I started drawing with my 2-year-old granddaughter when she was just 12 months old. Now that she can talk she says “draw” with excitement, and when she draws she watches her line unfolding with such joy.
I notice she is forming a special connection through her scribbles and the things she encounters during the day. This is helping her make sense of the world. Talking about the marks she is making reveals a deep connection. What love and feeling goes into the execution of a little scribbled circle that represents “mummy”!
Dr. Montessori described how the hand is an instrument of the brain in “The Secret Of Childhood”.
“The human hand, so delicate and complicated, not only allows the mind to reveal itself, but it enables the whole being to enter into special relationships with its environment.” – Dr Maria Montessori.
All you need is a soft pencil, 2B or 3B, and a sheet of paper. The soft pencil yields a distinct line and requires little pressure to make the line clear.
By cherishing the marks that the child makes, she will view the world as an artist. She is also a scientist, and Montessori education fosters this interest in the child. For education as a whole this is a significant thing to consider.
Surely it is recognised by all that art is as important in providing a rounded education as science, maths and language. The crossover of the disciplines is seen clearly in early learning, where the observation of a scientist and the interpretation of an artist are the germ of invention.
Through drawing, the child can experience the change from merely being occupied to being fascinated. It is a shame not to capture this spark of brilliance that is present in all children. It is destroyed through the trivialising of this potential. Unfortunately, this happens on a regular basis in our traditional kindergartens and schools. The respect for the individual’s expression is shunted aside.

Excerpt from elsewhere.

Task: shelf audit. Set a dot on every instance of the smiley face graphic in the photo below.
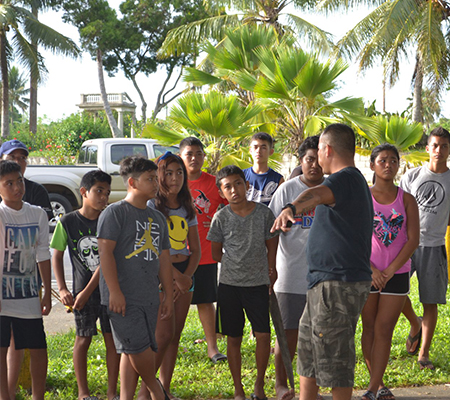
(178, 230)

Everyone is familiar with the typical preschool products sent home on a regular basis. Is it the parents wanting proof that the child was occupied during the day? Or are the teachers afraid that they will be judged for not making enough effort?
The child is proud of her product and “Where is the harm?” She is taking it home and her parents are pleased with it.

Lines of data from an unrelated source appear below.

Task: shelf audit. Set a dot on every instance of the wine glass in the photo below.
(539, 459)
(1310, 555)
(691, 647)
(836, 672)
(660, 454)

The harm is in the missed opportunity.
The traditional role of the teacher of the young is a filter through which pass all praise, all blame, and all motivation.
Can both teacher and parent come to an understanding for the sake of the child? In my mind it is urgent that a change is made generally to redefine the role of the teacher. Teachers need to respect the personal style of their pupils and not impress their style on them by constant encouragement and suggestion.

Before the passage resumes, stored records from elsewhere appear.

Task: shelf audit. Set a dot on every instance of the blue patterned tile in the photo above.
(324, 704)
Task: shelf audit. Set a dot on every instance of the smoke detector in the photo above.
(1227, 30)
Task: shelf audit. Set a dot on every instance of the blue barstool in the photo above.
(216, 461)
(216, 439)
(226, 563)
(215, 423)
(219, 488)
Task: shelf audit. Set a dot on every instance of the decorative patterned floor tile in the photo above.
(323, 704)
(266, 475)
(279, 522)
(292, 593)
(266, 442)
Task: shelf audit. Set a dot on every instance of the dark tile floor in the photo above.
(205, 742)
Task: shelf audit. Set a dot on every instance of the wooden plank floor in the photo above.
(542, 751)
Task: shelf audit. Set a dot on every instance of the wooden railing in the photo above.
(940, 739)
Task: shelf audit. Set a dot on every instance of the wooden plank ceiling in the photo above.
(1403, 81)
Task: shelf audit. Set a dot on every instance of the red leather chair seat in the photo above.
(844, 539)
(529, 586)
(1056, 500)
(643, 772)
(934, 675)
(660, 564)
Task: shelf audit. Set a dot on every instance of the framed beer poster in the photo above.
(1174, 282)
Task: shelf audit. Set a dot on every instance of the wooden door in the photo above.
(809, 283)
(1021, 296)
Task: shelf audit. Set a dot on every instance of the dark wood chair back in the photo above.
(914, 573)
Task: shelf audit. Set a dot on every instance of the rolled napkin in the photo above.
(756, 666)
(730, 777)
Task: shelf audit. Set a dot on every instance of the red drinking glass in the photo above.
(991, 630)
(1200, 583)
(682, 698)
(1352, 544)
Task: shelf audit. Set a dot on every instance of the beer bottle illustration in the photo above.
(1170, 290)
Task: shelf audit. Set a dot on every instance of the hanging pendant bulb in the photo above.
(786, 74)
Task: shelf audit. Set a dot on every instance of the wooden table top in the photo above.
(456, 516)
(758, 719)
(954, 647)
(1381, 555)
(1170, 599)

The role of the teacher is the transforming element in Montessori’s educational approach. It would be great to revisit her insights on the role of the teacher, as they need to be implemented for the sake of the child.
Kindergarten teachers kindly help children ‘“draw” and make products, but the whole process does not allow the natural creativity of the child to flower. We can do better, and for those who are really interested in education, it has to begin with the understanding of the need to free the child to actively learn through her own efforts.
With this change in the teacher’s role, real “art” in early education could be included and enjoyed by all. It is so beneficial for the child to be actively involved in self-expression.
Let your children draw, as it seems to complete the circle of children’s contact with the world.
I reject seeing a teacher helping a passive child produce something acceptable. I’d rather see an active child bringing something new to the world. That something new is “herself” the new person.
From her early experience she is able to be emotionally involved with her work. She can bring insights from all areas of life together, and integrate what her whole education has given her. The future depends on it.